Ein Grund könnte sein, dass man, wenn man an den Genen herumbastelt, an die Substanz geht. Ein Auto wird verschrottet, ein Gen ist in der Welt. Nicht nur heute, sondern auch später. Der andere Grund ist sicher, dass Genetik für die meisten Menschen zu kompliziert ist. Viele Menschen wissen nicht, was ein Gen ist. Viele halten unsere Erbanlagen für etwas Böses. Wir fordern, dass die Schule da mehr tun muss. So ungebildet können wir die Menschen nicht in die Welt hinausschicken.

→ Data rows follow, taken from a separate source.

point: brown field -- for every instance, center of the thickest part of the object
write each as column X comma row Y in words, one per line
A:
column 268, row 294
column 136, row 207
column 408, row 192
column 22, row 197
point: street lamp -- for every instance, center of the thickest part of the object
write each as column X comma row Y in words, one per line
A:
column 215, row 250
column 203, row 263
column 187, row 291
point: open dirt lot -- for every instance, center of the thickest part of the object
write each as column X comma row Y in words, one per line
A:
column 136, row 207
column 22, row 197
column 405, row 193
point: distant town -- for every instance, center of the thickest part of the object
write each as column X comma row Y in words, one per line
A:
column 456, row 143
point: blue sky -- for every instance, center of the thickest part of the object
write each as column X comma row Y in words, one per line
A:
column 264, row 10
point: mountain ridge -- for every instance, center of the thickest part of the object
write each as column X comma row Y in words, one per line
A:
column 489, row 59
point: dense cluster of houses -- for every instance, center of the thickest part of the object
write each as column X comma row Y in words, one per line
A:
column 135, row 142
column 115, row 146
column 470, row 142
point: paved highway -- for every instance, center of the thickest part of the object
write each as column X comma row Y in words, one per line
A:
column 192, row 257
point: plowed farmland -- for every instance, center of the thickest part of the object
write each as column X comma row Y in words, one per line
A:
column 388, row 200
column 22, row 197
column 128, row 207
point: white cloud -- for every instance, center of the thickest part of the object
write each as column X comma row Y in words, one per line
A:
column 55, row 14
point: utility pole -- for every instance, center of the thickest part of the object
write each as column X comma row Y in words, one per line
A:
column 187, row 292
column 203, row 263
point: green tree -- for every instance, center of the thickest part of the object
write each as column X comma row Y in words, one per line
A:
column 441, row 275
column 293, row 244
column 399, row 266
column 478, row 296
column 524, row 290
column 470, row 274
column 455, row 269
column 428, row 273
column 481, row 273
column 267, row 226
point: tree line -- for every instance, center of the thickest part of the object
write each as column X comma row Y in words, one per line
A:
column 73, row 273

Die Berlin-Brandenburgische Akademie der Wissenschaften hat einen Gentechnik-Bericht veröffentlicht. Was ist das Fazit?

Die Gentechnik ist unter uns. Wir sollten aufhören, den Besinnungsaufsatz zum Thema „Gentechnik ja oder nein?“ zu schreiben. Wir sollten schauen, wie sie sich entwickelt, Potenziale nutzen und auf Gefahren achten.

Das Gespräch führte Hartmut Wewetzer.

„Gentechnologie in Deutschland“ heißt eine Reihe von Akademievorlesungen, die am heutigen Donnerstag um 18 Uhr 30 im Akademiegebäude am Gendarmenmarkt beginnt (Jägerstraße 22/23). Es sprechen Ferdinand Hucho zum Thema „Deutschland: Gentechnologisches Entwicklungsland?“ und Julian Nida-Rümelin (Universität München) über „Rationale Risiko-Kriterien für Hochtechnologien“.

Ferdinand Hucho ist Sprecher der Arbeitsgruppe Gentechnologiebericht der Berlin-Brandenburgischen Akademie der Wissenschaften und emeritierter Professor der Freien Universität.